La clave de la comprensión de esta vida de comunidad está en el servicio mutuo. Somos servidores unos de los otros, pues Dios quiere que nos hagamos responsables de la felicidad del hermano. El amor que representa el mejor reflejo del amor divino es el amor oblativo, el amor de donación, el amor benevolente. Es el amor que entiende que la propia vida está al servicio de la felicidad y del bien del otro. No es el aprovecharse del otro, sino el procurar para el otro, siempre y en todo momento y por encima de todo, su bien y su felicidad. "Nosotros, siendo muchos, somos un solo cuerpo en Cristo, pero cada miembro está al servicio de los otros miembros", escribía San Pablo a los romanos. Esa vida comunitaria esencial con la cual hemos sido creados, para Pablo llegó a elevarse al máximo cuando contemplaba el misterio de la Iglesia como cuerpo místico de Cristo. Somos una misma cosa todos, reunidos en el cuerpo de Jesús que es la Iglesia. El aditivo principal es el amor: "Que la caridad entre ustedes no sea una farsa; aborrezcan lo malo y apéguense a lo bueno. Como buenos hermanos, sean cariñosos unos con otros, estimando a los demás más que a uno mismo". Se trata de vivir la empatía en el máximo grado, al punto que los sentimientos del otro sean los propios: "Bendigan a los que los persiguen; bendigan, sí, no maldigan. Con los que ríen, estén alegres; con los que lloran, lloren. Tengan igualdad de trato unos con otros: no tengan grandes pretensiones, sino pónganse al nivel de la gente humilde." La vida del cristiano es vida de amor mutuo. Es necesario desterrar del propio espíritu los sentimientos que apuntan a uno mismo: egoísmo, rencor, venganza, vanidad, aprovechamiento.

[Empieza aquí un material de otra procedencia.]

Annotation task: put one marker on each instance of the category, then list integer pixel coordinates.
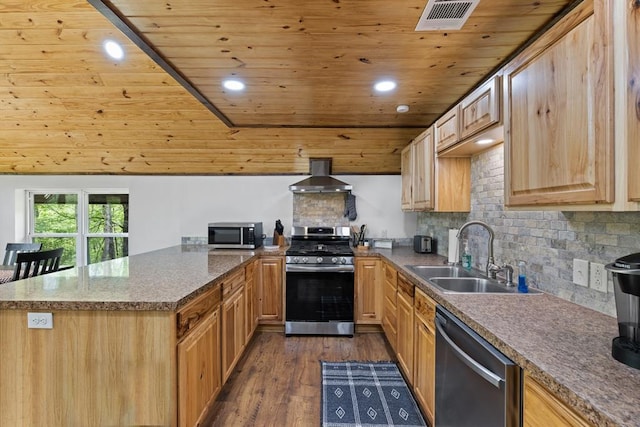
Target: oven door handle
(315, 269)
(486, 374)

Este sello comunitario en el cual se abandona toda pretensión personal, toda búsqueda egoísta de privilegios, toda persecución de prerrogativas, es el que pide Jesús a sus discípulos. Quien abandona toda tendencia al narcisismo se hace digno de ser invitado al banquete celestial. Olvidarse de sí mismo y colocar por encima al hermano es la actitud deseada para quien quiere ser verdadero discípulo de Cristo. Por eso, el que antepone sus intereses personales no sirve para ser discípulo de Jesús: "Ellos se excusaron uno tras otro. El primero le dijo: 'He comprado un campo y tengo que ir a verlo. Dispénsame, por favor.' Otro dijo: 'He comprado cinco yuntas de bueyes y voy a probarlas. Dispénsame, por favor.' Otro dijo: 'Me acabo de casar y, naturalmente, no puedo ir'... Les digo que ninguno de aquellos convidados probará mi banquete." El primer lugar en el corazón del discípulo lo ocupan Dios y los hermanos. No él mismo. Su esencia comunitaria y el amor que viene de Dios y que es el tesoro con el cual Dios mismo lo ha enriquecido son los que deben dar la pauta. Quien sirve a Dios y a los hermanos desde el amor de donación, consciente de su ser comunitario, es el que se sentará a la mesa del banquete del reino eterno. Y será su triunfo definitivo para la vida eterna de felicidad y de amor al que está llamado cada uno.